Thursday, January 21, 2016

Minimizing Undone Work when Working with Regulatory Departments

The Scrum and agile mantra is to have a "ready to ship" product each time a sprint is completed. You must avoid any incomplete activities at any price. 

Incomplete activities are also called Undone Work; they are technical debts in your software, hindering its delivery to customers.
 
Regulatory and traditional quality insurance departments requests all kinds of documents such as review, test results, risk analysis matrix to insure that their view of quality is fulfilled.
 
Scrum sees quality similar to the lean production approach. Quality is build into the product and you do not need any documents proving you have fulfilled this goal. Your sole goal is to optimize the process to produce best products, not to repair them after production. 

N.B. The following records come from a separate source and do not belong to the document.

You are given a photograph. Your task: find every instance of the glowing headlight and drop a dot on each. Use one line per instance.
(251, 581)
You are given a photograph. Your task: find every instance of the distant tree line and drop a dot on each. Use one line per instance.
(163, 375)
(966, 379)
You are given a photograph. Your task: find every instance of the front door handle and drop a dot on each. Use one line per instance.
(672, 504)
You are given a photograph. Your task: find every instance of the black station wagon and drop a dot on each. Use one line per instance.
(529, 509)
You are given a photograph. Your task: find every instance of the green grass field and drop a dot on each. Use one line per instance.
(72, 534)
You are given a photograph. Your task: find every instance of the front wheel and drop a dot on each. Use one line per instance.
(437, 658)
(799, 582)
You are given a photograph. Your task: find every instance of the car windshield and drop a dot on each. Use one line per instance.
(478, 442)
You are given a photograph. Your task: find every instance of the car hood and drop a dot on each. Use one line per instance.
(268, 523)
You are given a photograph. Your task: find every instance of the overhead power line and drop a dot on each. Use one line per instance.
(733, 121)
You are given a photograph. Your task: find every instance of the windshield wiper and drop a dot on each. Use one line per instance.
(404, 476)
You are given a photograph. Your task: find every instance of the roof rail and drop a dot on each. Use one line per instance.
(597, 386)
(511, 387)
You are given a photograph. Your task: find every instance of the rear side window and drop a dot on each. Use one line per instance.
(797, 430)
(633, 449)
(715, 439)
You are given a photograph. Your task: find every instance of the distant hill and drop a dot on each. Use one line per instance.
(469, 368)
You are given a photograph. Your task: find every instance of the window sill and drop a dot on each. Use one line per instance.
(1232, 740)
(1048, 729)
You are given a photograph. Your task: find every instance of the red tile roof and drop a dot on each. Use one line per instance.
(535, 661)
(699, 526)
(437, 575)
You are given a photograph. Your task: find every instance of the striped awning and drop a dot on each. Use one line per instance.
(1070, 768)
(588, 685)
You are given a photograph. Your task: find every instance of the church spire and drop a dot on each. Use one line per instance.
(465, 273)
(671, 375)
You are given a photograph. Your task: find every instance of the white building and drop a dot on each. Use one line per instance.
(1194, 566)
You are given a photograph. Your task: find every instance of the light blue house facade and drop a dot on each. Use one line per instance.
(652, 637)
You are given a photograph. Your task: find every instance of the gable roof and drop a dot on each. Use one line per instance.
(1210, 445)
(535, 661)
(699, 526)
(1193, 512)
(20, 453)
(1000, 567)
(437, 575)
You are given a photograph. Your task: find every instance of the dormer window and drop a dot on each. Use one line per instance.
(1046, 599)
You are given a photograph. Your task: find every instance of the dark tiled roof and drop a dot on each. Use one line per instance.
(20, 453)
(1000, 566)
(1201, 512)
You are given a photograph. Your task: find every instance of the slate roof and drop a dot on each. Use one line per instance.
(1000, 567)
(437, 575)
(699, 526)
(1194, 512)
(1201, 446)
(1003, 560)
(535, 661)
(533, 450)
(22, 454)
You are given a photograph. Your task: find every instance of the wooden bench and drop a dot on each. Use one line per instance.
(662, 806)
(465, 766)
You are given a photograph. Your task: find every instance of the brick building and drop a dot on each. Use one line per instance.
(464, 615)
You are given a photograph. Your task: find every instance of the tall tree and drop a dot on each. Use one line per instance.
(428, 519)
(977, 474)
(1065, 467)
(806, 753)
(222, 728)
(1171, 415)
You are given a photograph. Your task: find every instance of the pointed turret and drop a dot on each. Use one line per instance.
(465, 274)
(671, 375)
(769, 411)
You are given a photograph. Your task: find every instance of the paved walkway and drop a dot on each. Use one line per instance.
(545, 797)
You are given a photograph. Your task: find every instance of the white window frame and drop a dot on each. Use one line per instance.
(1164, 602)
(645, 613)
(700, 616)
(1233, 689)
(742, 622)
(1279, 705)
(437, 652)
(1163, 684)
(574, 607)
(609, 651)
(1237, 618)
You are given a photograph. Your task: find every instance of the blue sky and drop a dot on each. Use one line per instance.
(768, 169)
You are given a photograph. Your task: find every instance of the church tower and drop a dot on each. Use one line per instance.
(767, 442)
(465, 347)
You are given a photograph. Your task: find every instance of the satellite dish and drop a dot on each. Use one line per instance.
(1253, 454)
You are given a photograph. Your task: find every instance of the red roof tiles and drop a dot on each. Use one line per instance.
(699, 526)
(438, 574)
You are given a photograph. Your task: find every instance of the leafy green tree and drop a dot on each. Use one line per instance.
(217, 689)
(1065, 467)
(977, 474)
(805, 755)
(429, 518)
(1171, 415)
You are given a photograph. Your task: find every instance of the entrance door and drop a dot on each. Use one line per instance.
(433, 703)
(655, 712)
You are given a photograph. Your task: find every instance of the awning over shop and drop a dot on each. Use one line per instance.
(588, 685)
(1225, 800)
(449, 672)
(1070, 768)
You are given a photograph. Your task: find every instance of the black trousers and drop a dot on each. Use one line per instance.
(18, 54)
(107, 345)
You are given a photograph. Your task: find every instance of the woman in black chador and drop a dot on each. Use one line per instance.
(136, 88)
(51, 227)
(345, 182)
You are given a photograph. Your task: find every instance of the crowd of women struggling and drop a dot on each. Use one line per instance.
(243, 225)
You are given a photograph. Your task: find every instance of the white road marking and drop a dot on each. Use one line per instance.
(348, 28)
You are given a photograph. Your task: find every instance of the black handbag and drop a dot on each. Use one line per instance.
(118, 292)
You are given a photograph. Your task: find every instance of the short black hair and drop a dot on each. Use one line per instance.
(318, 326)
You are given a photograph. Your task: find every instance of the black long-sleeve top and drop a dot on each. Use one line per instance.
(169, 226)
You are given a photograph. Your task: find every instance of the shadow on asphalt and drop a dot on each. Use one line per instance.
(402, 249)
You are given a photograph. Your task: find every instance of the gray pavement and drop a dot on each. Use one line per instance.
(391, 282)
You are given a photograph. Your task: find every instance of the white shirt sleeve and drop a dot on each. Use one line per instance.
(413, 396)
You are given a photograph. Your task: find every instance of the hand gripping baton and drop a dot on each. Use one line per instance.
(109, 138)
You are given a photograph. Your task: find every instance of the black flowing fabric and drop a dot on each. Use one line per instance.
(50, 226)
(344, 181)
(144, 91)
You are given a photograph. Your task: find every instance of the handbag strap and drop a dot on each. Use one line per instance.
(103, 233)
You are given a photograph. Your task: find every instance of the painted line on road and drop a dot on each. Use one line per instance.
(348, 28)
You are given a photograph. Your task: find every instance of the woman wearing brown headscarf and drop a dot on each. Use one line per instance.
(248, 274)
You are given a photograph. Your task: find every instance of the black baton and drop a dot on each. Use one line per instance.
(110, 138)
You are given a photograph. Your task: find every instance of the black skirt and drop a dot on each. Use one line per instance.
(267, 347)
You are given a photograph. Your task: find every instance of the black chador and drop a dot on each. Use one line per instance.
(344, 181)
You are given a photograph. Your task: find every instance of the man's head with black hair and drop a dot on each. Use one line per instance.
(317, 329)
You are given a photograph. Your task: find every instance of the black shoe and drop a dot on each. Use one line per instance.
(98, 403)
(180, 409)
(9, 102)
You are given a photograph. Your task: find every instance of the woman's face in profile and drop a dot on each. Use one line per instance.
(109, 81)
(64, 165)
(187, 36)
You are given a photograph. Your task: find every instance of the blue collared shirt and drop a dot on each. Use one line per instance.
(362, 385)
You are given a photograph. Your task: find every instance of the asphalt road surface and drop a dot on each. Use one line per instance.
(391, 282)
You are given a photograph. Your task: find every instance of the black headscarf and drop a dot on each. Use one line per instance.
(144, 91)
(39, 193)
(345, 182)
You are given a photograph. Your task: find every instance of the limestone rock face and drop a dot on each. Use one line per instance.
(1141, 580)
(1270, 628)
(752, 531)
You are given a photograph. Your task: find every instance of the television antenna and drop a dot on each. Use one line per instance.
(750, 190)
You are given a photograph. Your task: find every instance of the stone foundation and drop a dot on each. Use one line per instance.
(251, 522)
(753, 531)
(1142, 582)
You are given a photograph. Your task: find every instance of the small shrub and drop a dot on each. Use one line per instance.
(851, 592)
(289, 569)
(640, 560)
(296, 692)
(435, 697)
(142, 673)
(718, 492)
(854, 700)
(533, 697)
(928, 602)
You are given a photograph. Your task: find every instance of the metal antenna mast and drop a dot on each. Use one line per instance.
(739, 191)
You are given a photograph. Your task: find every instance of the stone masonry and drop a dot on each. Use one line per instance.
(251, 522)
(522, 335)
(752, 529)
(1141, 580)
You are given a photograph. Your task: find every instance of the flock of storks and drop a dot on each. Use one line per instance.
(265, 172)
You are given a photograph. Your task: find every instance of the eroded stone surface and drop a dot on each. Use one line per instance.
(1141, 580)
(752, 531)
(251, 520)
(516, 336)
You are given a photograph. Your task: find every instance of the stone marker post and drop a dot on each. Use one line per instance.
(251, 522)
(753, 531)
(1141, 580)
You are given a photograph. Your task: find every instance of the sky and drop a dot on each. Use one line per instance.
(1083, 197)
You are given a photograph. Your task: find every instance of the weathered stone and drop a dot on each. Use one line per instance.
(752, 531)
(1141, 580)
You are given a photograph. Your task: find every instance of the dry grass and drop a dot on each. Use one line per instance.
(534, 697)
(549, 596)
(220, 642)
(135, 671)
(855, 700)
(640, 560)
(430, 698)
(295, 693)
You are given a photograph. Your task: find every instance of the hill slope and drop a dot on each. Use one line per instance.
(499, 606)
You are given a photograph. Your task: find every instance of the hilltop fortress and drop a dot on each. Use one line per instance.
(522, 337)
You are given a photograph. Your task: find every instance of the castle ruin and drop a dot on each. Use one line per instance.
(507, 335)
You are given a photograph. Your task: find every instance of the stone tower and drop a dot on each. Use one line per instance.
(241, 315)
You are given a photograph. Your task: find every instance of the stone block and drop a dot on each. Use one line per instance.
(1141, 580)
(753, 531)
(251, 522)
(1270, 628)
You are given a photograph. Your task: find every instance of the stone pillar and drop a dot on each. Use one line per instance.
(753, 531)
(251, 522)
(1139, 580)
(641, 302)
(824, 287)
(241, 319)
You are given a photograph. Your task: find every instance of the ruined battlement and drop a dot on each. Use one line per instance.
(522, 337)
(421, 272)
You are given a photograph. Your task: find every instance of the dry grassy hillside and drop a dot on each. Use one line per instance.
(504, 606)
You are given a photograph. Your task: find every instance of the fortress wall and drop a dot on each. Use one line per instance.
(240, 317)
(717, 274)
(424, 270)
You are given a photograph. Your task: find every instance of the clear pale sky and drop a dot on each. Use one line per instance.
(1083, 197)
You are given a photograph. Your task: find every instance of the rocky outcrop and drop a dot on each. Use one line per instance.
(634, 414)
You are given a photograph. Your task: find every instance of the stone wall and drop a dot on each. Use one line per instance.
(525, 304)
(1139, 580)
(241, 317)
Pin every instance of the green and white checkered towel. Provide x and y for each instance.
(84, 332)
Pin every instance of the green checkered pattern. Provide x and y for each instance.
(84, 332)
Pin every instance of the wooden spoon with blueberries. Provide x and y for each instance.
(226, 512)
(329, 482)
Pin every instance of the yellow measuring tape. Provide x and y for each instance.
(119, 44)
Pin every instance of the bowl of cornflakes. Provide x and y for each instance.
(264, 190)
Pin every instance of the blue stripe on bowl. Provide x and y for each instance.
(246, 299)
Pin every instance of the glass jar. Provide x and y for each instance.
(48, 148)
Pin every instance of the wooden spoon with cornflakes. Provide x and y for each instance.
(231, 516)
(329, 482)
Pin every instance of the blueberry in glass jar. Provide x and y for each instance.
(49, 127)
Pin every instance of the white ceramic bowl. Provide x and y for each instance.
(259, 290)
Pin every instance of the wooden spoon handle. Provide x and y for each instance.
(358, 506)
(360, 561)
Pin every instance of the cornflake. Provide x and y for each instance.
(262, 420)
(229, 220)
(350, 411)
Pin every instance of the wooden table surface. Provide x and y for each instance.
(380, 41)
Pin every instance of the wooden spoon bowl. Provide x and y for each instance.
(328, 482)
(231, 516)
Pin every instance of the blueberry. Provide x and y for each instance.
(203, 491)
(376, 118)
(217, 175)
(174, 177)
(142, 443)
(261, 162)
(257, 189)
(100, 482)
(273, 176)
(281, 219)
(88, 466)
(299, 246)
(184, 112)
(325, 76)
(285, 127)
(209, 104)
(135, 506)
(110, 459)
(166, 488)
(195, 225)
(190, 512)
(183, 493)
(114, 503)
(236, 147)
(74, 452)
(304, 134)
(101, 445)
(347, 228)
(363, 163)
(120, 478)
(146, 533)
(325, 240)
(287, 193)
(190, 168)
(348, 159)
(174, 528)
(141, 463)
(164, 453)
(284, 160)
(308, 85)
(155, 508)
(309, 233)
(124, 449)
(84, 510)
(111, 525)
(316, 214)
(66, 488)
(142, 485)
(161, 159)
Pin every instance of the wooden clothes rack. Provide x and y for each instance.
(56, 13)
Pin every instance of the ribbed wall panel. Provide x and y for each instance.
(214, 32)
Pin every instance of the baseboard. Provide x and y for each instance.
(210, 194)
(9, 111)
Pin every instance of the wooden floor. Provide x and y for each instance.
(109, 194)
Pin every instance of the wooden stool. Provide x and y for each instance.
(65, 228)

And it is the sole responsibility of the Scrum team to guaranty quality. But Scrum teams also learnt you cannot win against big corporations. So you have to define solutions satisfying the QA departments with minimal overhead and almost no undone work. We have experience working with quality insurance and TUV or FDA driven regulatory departments. We use the following approaches to handle the needs of the regulatory departments, seen as stakeholders in the Scrum terminology.
  • Use static analysis tools such as PMD, Checkstyle, Findbugs to create quality gate reports for your QA department. Thousands of checks and hundred of pages of reports will satisfy any QA department. Plugins exists for Eclipse and continuous integration servers.
  • Use review plugin such as Eclipse Jupiter to create these still mandatory review reports on the source code. These reports are useless in an agile team working with techniques such as refactoring and pair programming. But they are still mandatory for the majority of traditional QA departments. The plugin allows you the generate nice looking reports and to implement the findings at the same time.
  • Use Test Driven Develpment approach and create a lot of unit tests. By slightly extending the logging features of JUnit and by using code coverage tools you can create reports showing which source code was tested. Add some annotations to your test cases and you have full traceability to your stories and associated software requirements. With a small amount of work you can generate thousands of pages of information and provide the PDF documents to the regulatory department. These documents are also TUV and FDA compliant.
  • Use Behavior Driven Develpment approach and create acceptance criteria for all your stories. Using the reporting features of easyb you can create acceptance test reports for all your stories and generates hundreds of pages of information and provide the PDF documents to the regulatory department. These documents are also TUV and FDA compliant
  • Use continuous integration servers to run all the above measures and generate the documentation at the end of each sprint or release.
  • Link you version control system with your continuous server, issue tracking system and unit tests. So you can generate release notes stating the list of closed issues with the associated source code and unit tests verifying the correctness of the change.
Similar tools are available in the .NET and C++ community. Therefore you can easily satisfy your QA and regulatory stakeholders with a lot of reports nobody will ever read. A real Scrum team corrects weaknesses during the development process and always deliver a software of highest quality. Therefore the reports can only show the inherent quality of the software and are not worth the paper they are printed on. But you satisfy powerful stakeholder groups and can more freely work on the most important goal. Deliver on time and in budget the best software the customer wants to have.